Menurut pengamat hukum yang juga sekjen MataHukum Mukhsin Nasir bahwa Dasar Hukum dan Pelanggaran Berlapis.

Secara hukum, penggunaan material dari tambang ilegal atau legal bukan sekadar urusan administratif, melainkan tindak pidana serius. Merujuk pada Pasal 161 UU No. 3 Tahun 2020 tentang Minerba, disebutkan bahwa:

“Setiap orang yang menampung, memanfaatkan, melakukan pengolahan dan/atau pemurnian, pengembangan dan/atau pemanfaatan, pengangkutan, penjualan Mineral dan/atau Batubara yang tidak berasal dari pemegang IUP, IUPK, IPR, SIPB atau izin sebagaimana dimaksud dalam Pasal 35 ayat (3) huruf c dan huruf g, Pasal 104, atau Pasal 105 dipidana dengan pidana penjara paling lama 5 (lima) tahun dan denda paling banyak Rp 100.000.000.000,00 (seratus miliar rupiah).” Ucap Mukshin Nasir

Artinya, perusahaan yang menerima (penadah) urugan dari galian ilegal dapat dijerat pidana yang sama beratnya dengan sang penambang.
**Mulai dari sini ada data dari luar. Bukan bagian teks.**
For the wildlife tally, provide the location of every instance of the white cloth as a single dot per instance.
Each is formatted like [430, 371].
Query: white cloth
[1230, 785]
Skandal Koordinat dan Plotting Izin

Bukan rahasia lagi, banyak tambang di wilayah Lebak, seperti di Kecamatan Curugbitung dan Desa Cilayang, kalau memang berizin diduga beroperasi di luar koordinat plotting yang diizinkan. SIPB (Surat Izin Pertambangan Batuan) sering kali dijadikan tameng, padahal di lapangan, titik pengerukan melenceng jauh dari peta wilayah izin yang diberikan.
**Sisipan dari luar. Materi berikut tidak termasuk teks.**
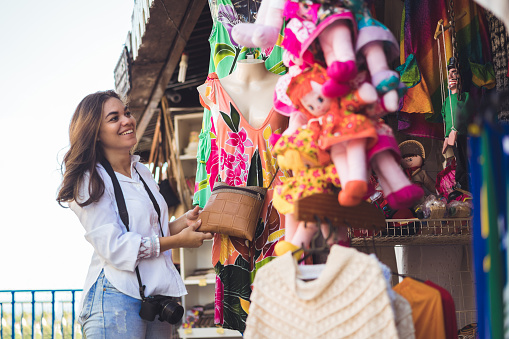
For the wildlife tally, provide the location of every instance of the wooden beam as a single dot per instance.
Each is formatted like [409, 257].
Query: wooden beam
[186, 27]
Hal ini diperparah dengan dugaan penggunaan BBM ilegal untuk alat berat di lokasi tambang. Jika Satgas Tambang dan aparat penegak hukum (Gakkum) melakukan audit sinkronisasi antara Titik Koordinat Izin vs Realita Lapangan, maka akan ditemukan fakta mengerikan mengenai luas kerusakan lingkungan yang tidak terdata dalam dokumen AMDAL maupun UKL-UPL.

Mukshin Nasir, Sekretaris Jenderal (Sekjen) MataHukum, mengecam keras dugaan keterlibatan korporasi besar dalam ekosistem tambang ilegal ini.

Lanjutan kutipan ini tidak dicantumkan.